Setelah seseorang meninggal dunia, sebelum dikuburkan maka kuku kaki dan tangan
kanan serta rambut diambil sedikit. Potongan kuku dan rambut ini disimpan di sebuah wadah
lalu diletakkan di dalam rumah. Ketika anggota keluarga merasa sudah mempunyai ternak
dan hasil kebun atau panen yang bagus maka disampaikan kepada kepala suku. Setelah
ditetapkan tanggal dan waktu ritual Loe Unur, maka di persiapkan segala sesuatunya.
Saat ritual Loe Unur, semua kuku dan rambut dari keluarga orang yang meninggal
akan disatukan dan dimasukkan ke dalam wadah (sobe) berbentuk kerucut dari anyaman daun
gebang atau lontar. Kepala suku yang akan menyimpan sobe ini. Dalam kepercayaan warga,

5
arwah dari anggota keluarga yang telah meninggal dipercaya masih berada di sekitar keluarga
yang masih hidup atau masih mengembara. Untuk mengantar arwah menuju tempat
peristirahatan yang abadi, maka keluarga yang masih hidup wajib melaksanakan ritual adat
Loe Unur.
Dalam ritual ini pula, tampak tua adat mengamati limpa dari kambing yang
dikurbankan. Limpa dari kambing ini dari kepala suku akan dilihat garisnya, darahnya, panas
atau dingin atau tanda-tandanya seperti apa. Mereka percaya dengan melihat tanda-tanda
yang tergambar pada limpa kambing kurban, maka dapat memprediksi nasib, peruntungan
dan usaha kebun yang akan dikerjakan ke depan.

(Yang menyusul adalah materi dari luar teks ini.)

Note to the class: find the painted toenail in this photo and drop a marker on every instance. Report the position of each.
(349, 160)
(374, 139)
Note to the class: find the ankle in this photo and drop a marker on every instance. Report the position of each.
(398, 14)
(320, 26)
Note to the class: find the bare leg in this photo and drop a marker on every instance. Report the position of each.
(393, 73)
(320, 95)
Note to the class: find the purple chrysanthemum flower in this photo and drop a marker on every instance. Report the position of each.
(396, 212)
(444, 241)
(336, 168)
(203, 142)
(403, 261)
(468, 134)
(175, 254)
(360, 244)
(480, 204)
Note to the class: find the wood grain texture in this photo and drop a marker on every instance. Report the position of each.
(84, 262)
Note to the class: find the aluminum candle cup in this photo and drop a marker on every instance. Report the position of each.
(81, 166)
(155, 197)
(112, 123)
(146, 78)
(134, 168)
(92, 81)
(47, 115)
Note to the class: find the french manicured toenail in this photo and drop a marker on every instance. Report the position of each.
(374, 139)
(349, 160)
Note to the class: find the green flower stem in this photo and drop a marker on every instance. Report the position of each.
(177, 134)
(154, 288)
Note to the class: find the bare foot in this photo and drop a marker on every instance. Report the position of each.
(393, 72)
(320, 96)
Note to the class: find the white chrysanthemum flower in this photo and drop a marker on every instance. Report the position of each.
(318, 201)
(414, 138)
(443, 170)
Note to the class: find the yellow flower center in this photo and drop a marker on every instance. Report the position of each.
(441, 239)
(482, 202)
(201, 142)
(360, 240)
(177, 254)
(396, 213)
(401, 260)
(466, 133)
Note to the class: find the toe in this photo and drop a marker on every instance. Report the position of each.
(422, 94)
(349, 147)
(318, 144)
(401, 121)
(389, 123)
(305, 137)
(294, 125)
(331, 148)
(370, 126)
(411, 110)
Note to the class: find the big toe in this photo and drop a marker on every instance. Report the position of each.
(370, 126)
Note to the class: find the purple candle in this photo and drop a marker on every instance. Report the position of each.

Jika telah selesai upacara adat dan dilakukan pemotongan hewan kurban oleh anggota
suku, maka daging kurban yang telah dipotong-potong tersebut, akan diambil sedikit untuk
dipersembahkan atau piong dan selanjutnya akan dibagi-bagi kepada yang hadir. Daging
yang dibagikan itu, biasanya ditaruh dalam daun pohon mune.

6
Selain pembagian daging kurban, ritual adat ini juga diakhiri dengan makan bersama
di tenda panjang yang telah dipersiapkan oleh tuan rumah yang melaksanakan ritual. Tradisi
leluhur berupa ritual adat Loe Unur perlu untuk diwariskan kepada anak cucu ke depan,
mengingat, ritual ini adalah ritual penting dalam siklus kehidupan yang dipercaya oleh
segenap anggota suku. Tujuan inti dari proses pembuatan adat ada dua karena kita menderita,
kerja kebun tidak berhasil dan tidak sehat, maka secara adat kami harus buat adat. Dengan
pelaksanaan adat, mereka percaya segala bidang kehidupan yang akan jalani dapat berhasil.